Hi,
I need to analyze down-sampled data of couple of Rna_Seq full data set (samples,paired-end,fastq).sub-sampling method should work the same for all samples. In the end I compare for example how 5% of full data differs from 10% of full and 20 and 40% as well. (a sample is :ERR188044) The final graph will depict how amount of data affects the result.
The question is : How to download the data in these four forms ? shall I firstly download the full data and then downsample ? Or I can directly download down-sampled data. how to sub-sample data to get only a few number of specific chromosomes ? how to sub-sample data to get only a percent of whole paired-end reads?
What do you suggest me to do ?
Your advice is appreciated.
Thanks.
UInless you are doing a 2-pass alignment, I'd say that reads are aligned independently. Wouldn't it then be easier/most efficient to downsample the read counts table? See for example subsample.
If you just need counts, then yes.
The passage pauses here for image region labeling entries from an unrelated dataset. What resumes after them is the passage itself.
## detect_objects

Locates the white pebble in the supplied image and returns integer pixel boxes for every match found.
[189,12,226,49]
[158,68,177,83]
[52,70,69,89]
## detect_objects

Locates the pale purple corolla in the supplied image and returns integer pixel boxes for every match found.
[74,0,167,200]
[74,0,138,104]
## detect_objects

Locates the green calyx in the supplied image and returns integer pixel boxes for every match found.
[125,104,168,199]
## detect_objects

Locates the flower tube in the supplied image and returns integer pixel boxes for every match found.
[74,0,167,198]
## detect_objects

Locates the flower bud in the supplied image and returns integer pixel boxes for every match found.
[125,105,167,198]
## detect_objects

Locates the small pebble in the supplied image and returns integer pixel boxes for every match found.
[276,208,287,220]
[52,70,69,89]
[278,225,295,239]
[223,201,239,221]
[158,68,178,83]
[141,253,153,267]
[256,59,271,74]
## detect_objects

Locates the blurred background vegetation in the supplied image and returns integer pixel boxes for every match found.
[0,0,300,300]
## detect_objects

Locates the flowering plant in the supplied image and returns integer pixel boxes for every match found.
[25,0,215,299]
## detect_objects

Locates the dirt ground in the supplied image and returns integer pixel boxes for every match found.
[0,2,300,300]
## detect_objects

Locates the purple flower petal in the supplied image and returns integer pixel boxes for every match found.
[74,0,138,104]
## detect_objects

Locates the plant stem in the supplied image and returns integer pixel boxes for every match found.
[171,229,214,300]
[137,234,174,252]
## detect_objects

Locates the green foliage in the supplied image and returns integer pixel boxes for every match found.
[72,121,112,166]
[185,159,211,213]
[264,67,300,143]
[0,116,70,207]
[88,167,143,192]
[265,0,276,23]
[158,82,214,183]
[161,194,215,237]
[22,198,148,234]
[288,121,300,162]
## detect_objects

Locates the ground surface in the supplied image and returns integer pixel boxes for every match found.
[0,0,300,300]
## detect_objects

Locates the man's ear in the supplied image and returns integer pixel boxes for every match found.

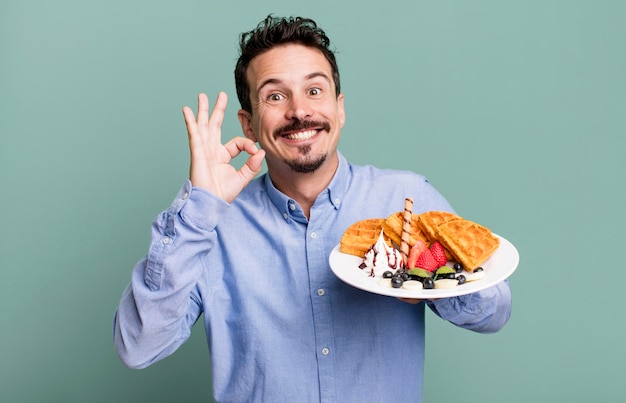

It's not clear to me that that's exactly what's going on here, though.
thanks, Devon! could you please tell what do you mean by subsampling typically few times? i do understand that in order for it to be robust its better to do subsampling several times.. but i dont know how to understand how many times? and how to do it using seqtk? For instance, if I need to downsample 10 M PE reads to 2 M PE reads, should I subsample 500 000 PE reads from say, 4 times, and then merge together? But then I have a problem because how can I do it with seqtk it will lead to repeats cause every time I subsample from the same original file randomly.. could you please recommend anything to look into to get more ideas of what could i decide on it? thank you!
2 or 3 times per read number should be fine to produce a smooth enough curve. So if you start with 10 million reads, the produce 2 or 3 datasets each of 1, 3, 5 and 7 million reads. You can just rerun seqtk with a different seed each time, since otherwise you'll end up with the same subsampled reads again and again.